Analysis: Youth justice residences are where young people go when their behaviour is criminal, sometimes seriously criminal, when home cannot care for them (almost always, they are not safe at home), and when they are too young for prison.
I’ve visited one, in Palmerston North, twice.
The staff I met there truly seemed to me to be caring people, motivated by a desire to be a force for good in the lives of these young people, and doing a difficult and vitally important job in ways that weren’t always perfect but aspired to be transformative.
Most of us will never meet children this broken.
Even as I type these words, I remember the two children/young women, one 15, one 17, who sat close beside each other and told me the story of their lives.
The 15-year-old had braided the older one's hair.
For some reason, that ordinary detail always makes my eyes water. I recall my daughter, at a similar age, and how she and her friends would do each other’s hair, and giggle with delight at their creations.
There isn’t much giggling in the lives of the children who end up in youth justice residences. Not at home.
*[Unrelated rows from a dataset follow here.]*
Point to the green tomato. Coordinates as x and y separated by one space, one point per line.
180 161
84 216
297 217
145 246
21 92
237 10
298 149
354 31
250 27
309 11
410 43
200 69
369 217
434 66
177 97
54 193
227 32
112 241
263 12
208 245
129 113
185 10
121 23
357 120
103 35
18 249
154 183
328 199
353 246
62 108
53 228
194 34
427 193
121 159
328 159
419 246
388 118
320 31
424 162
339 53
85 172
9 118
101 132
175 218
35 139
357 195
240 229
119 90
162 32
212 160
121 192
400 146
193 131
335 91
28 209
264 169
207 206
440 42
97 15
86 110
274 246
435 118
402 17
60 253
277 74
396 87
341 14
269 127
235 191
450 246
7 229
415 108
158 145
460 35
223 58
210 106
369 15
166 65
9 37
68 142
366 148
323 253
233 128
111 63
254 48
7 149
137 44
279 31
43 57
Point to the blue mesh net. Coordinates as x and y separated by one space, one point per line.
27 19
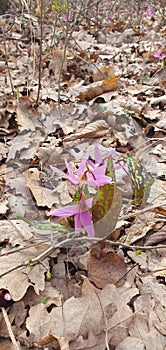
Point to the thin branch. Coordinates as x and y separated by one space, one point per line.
40 57
9 328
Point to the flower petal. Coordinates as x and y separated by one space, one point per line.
86 220
58 171
71 175
77 223
69 210
97 154
81 168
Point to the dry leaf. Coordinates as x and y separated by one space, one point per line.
93 342
18 281
80 315
93 130
43 196
98 88
105 267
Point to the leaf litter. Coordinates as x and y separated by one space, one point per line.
84 294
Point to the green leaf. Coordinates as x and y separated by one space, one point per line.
110 169
141 181
106 209
44 226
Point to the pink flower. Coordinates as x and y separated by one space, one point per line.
89 172
98 159
149 13
159 55
82 216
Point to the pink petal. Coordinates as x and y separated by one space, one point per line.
58 171
77 223
89 202
82 165
86 220
69 210
71 175
97 155
7 297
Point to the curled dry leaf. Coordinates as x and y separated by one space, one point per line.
98 88
56 342
27 276
79 315
43 196
96 129
106 267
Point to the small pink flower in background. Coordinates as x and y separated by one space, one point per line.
64 17
90 173
159 55
82 216
149 14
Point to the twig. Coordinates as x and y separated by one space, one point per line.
40 57
9 328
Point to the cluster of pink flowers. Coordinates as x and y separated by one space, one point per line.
159 55
91 173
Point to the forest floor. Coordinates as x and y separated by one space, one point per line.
76 76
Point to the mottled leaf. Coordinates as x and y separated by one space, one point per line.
105 209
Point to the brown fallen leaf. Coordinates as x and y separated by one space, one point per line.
43 196
98 88
105 267
78 316
96 129
56 342
93 342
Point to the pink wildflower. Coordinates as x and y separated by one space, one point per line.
159 55
82 216
88 172
149 13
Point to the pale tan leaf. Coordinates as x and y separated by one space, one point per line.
43 196
96 129
18 281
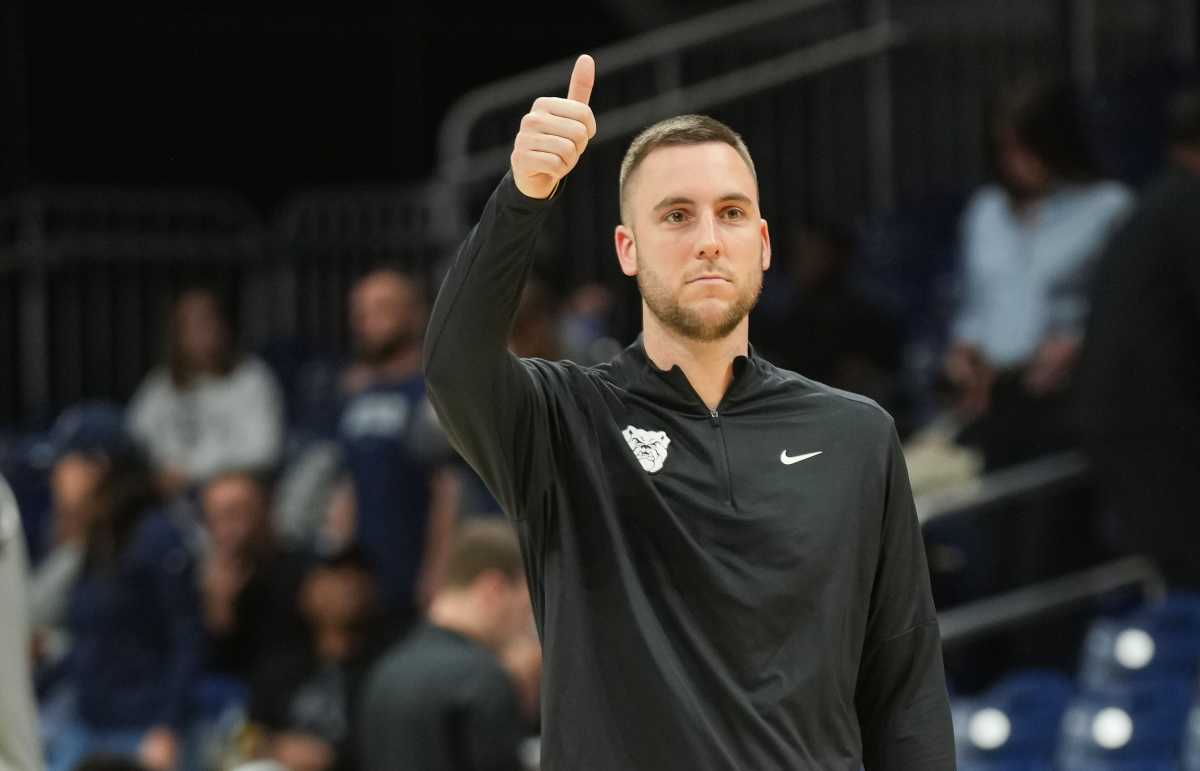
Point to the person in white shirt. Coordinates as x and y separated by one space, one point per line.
208 408
1030 244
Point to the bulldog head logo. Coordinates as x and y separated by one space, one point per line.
649 447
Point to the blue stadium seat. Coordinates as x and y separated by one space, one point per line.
1138 724
1189 759
1014 725
1153 643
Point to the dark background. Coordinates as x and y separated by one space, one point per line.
261 99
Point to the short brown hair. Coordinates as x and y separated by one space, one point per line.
481 545
678 131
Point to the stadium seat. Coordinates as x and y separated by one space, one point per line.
1138 724
1014 725
1153 643
1189 759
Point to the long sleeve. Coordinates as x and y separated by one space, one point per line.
491 402
19 746
967 323
901 699
1068 297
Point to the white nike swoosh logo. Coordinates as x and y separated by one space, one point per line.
787 460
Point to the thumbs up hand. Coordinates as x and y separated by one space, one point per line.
553 135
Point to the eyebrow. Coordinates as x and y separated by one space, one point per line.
673 201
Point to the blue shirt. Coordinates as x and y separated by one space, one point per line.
1025 275
391 482
137 632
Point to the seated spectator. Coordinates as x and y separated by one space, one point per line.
251 584
401 496
829 328
135 623
303 698
1140 371
209 407
83 440
1029 247
442 699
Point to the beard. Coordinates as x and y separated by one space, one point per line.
688 322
They told me of seeing and experiencing violence, daily. They told me of watching their mothers being beaten up – and worse. They told me of being given methamphetamine as young as 13. Of huffing glue at 12. They told me of being broken.
A number of workers have been removed from duty over several incidents, including one where fighting was allegedly filmed by staff. (Source: 1News)
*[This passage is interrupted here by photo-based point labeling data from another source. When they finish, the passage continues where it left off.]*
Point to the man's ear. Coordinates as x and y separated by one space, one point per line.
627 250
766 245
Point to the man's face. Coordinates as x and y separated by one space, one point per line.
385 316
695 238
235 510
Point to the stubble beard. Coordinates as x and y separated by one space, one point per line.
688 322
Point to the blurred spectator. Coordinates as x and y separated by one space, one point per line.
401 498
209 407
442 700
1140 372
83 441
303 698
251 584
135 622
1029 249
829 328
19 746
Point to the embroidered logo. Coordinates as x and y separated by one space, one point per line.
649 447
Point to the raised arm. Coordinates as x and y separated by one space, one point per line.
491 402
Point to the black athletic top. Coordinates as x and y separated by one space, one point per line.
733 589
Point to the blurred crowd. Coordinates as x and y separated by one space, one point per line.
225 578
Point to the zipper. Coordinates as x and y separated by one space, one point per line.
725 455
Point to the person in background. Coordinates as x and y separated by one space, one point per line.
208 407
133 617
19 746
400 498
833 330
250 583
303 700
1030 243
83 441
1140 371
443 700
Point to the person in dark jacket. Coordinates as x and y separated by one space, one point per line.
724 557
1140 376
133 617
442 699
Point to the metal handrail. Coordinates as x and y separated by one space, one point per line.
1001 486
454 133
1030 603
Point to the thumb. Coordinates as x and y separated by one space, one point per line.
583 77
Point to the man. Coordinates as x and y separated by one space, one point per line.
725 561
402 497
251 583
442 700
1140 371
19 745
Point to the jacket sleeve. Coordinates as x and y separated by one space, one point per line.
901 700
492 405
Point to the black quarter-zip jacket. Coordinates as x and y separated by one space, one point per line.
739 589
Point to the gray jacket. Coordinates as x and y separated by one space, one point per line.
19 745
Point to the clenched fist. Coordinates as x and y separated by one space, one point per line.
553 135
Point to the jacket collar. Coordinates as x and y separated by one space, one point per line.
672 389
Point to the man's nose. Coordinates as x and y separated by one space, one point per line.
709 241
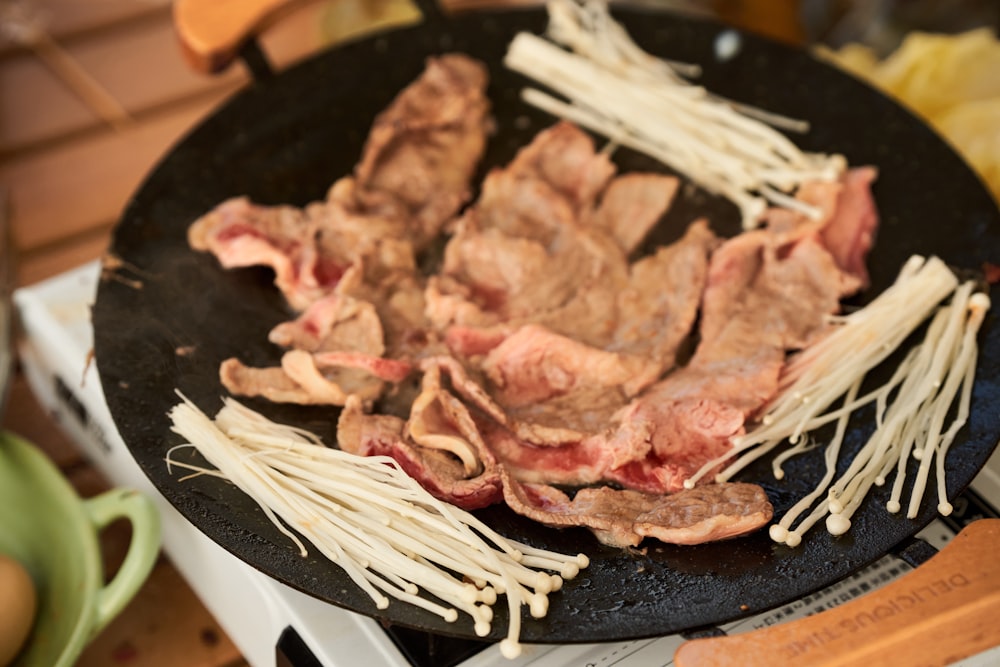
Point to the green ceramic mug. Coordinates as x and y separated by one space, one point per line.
53 532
We called the story Tough Love.
The “Love” was crossed out because there hadn’t been any. Or there had been so little it couldn’t save them. The “Love” was crossed out because people who demand we get tougher on these youngsters don’t understand they’ve already had the tough, it’s the love they’ve been denied.
And now I read of the cynical and brutalising behaviour at an Oranga Tamariki facility I have not visited - Korowai Manaaki in South Auckland.
I despair.
These young people are made criminal, broken and lost by upbringings of violence. They are made criminal, broken and lost by authority figures who do not honour that responsibility, but betray it in the most appalling and damaging ways.
In part, we put these young people in youth justice residences to keep them safe from harm. To give them some respite. To give them a small chance of starting again.
Some of them do start again. Not very many. But when they do, it’s a wondrous and inspiring thing. When they do, it’s joyful.
Whatever happens, they have to be safe.
Read more: Exclusive John Campbell interview with locked up teen ram-raiders
What we know from the Royal Commission of Inquiry into Abuse in Care is that when the state betrays people it is a profound abandonment.
There is nothing left but betrayal. There is usually nowhere for them to go. They have no voice. And no-one to hear it if they do manage to speak up.
They may try to tell us. They may break out of the facility, and get onto the roof, and scream their hurt and rage into the winter night. And then we joke about the fact that all they wanted was some KFC.
The incident was filmed at the same facility where youths escaped onto the roof just days ago. (Source: Breakfast)
No. They want care. They deserve care. They need care.
READ MORE: Youth crime: John Campbell meets a young offender who stopped
And if they don’t get care in these facilities, where will they get it?
If the places that are meant to take these children from lives of violence and betrayal and teach them how to live among us, replicate that violence and betrayal, then what are we left with?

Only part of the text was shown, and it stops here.